Subtitle translations of the opening and closing text of In the Mood for Love (Kar Wai Wong, 2000). By Marika Rose.

Analysis

All I can do is
tell the truth. No that isn’t
so – I have missed it.

There is no truth that
in passing through awareness
does not lie.

But one runs after it all the same.

From the preface to The Four Fundamental Concepts of Psychoanalysis by Jacques Lacan. By Marika Rose.

Quake

Our chimney fell into the garage 

and killed a bike if it had have fallen
the other way it would have killed Ruby
and Ned. Happy fathers day I guess.

We were wide awake when the quake struck. 

The house started to shake gently at first
then more violently so standing or walking 

was out of the question. It seemed to last 
for ever.
The noise was like a freight train
but no coming and going just right next to you
all the time. We gathered the kids up
and made a run for the ground floor 

and the kitchen table. Ned was scared for most
of the day; very jittery, very angry.

I walked around on Saturday like a zombie. 

Seemed that everything was the same yet different. 

Small cracks in pavement, large ones near the river 

which had changed from clear to milk. 

We went upstairs and a corner of the house
is down a slope from the hall. The foundations 

slipped into the liquefied sand underneath. 

The house is safe, luckily.

From a friend’s email, following the earthquake in Christchurch, New Zealand, 4 September 2010.
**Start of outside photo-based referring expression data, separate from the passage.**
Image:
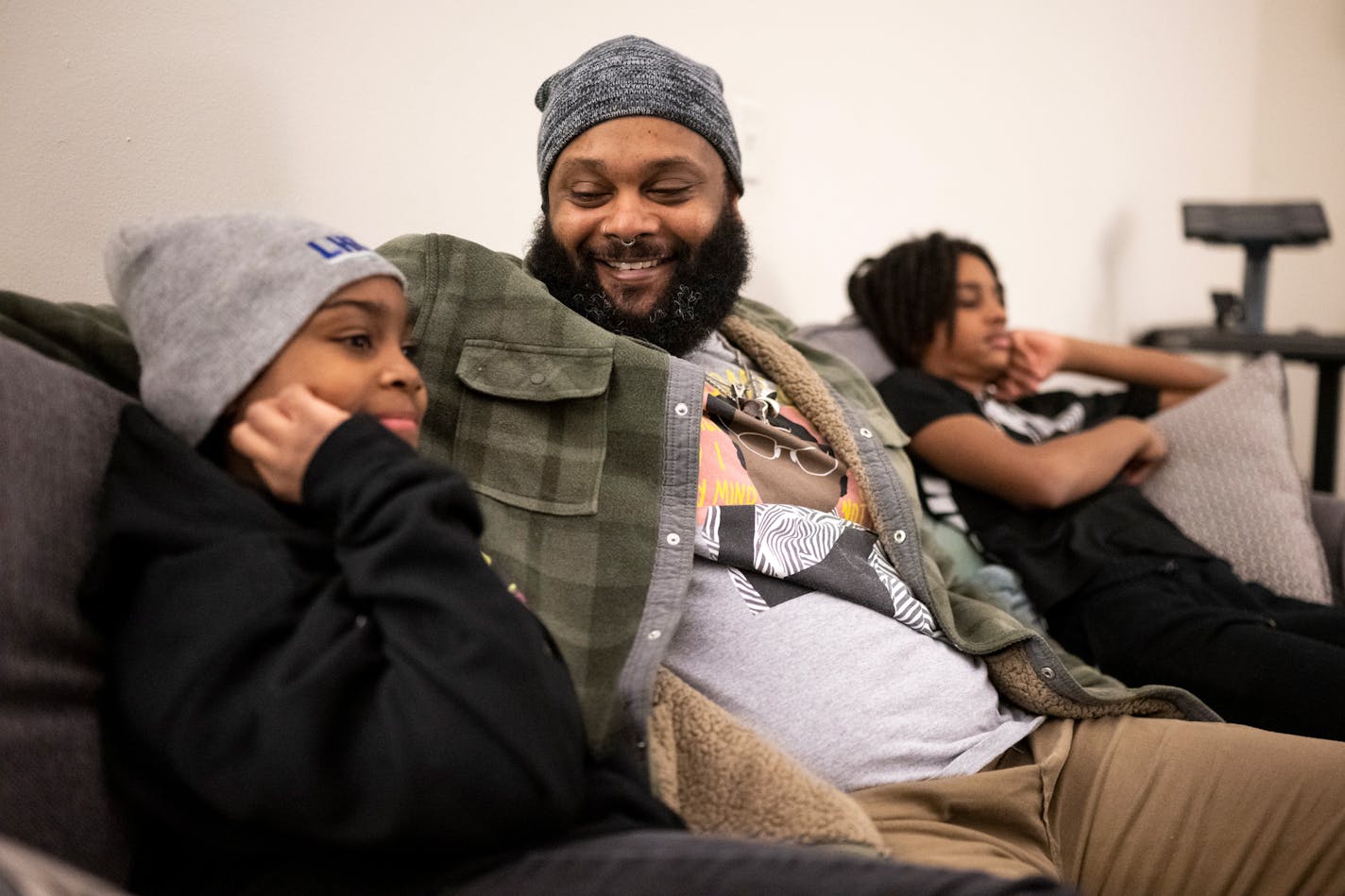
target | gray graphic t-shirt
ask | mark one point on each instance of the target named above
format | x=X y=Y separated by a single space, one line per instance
x=799 y=624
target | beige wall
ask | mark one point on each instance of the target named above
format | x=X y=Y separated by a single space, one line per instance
x=1062 y=135
x=1300 y=151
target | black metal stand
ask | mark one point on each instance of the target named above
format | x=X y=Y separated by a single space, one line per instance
x=1326 y=353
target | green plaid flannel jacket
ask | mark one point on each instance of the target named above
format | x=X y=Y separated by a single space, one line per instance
x=583 y=447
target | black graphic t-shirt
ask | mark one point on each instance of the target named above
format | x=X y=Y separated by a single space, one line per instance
x=1104 y=537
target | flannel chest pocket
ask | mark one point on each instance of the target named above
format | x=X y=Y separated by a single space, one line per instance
x=532 y=431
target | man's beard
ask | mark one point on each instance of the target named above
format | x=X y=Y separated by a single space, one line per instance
x=700 y=295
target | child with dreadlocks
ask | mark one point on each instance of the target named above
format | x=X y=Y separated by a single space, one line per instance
x=1047 y=484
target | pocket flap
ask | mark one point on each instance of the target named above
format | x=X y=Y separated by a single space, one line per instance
x=535 y=373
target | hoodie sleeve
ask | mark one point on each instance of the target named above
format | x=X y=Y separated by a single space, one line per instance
x=361 y=680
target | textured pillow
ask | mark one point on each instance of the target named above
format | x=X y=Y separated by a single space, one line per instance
x=1231 y=484
x=56 y=431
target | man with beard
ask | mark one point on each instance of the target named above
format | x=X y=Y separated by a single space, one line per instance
x=647 y=451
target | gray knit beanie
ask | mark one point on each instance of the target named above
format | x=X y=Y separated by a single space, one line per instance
x=632 y=76
x=212 y=300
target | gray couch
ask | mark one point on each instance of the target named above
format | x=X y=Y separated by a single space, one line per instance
x=57 y=427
Legendary Tales of Your Sausage

Get a longer and more robust pole,
Grow your organ into a monster.
Big d1cks get all the chicks;
Your long and hard rod will please her.

Get more length, girth and hardness,
Impress your huge size on her;
Make your underpants bulge today,
Give her the best experience ever.

Better sex with organ pills:
You will reach far deeper inside her.
Bang her till she passes out,
Bang her longer and harder.

Surprise everyone with your increased length,
Cumming has never been stronger.
Be the man every woman desires:
This will make you longer.

Gmail spam subject lines over the last 10 days.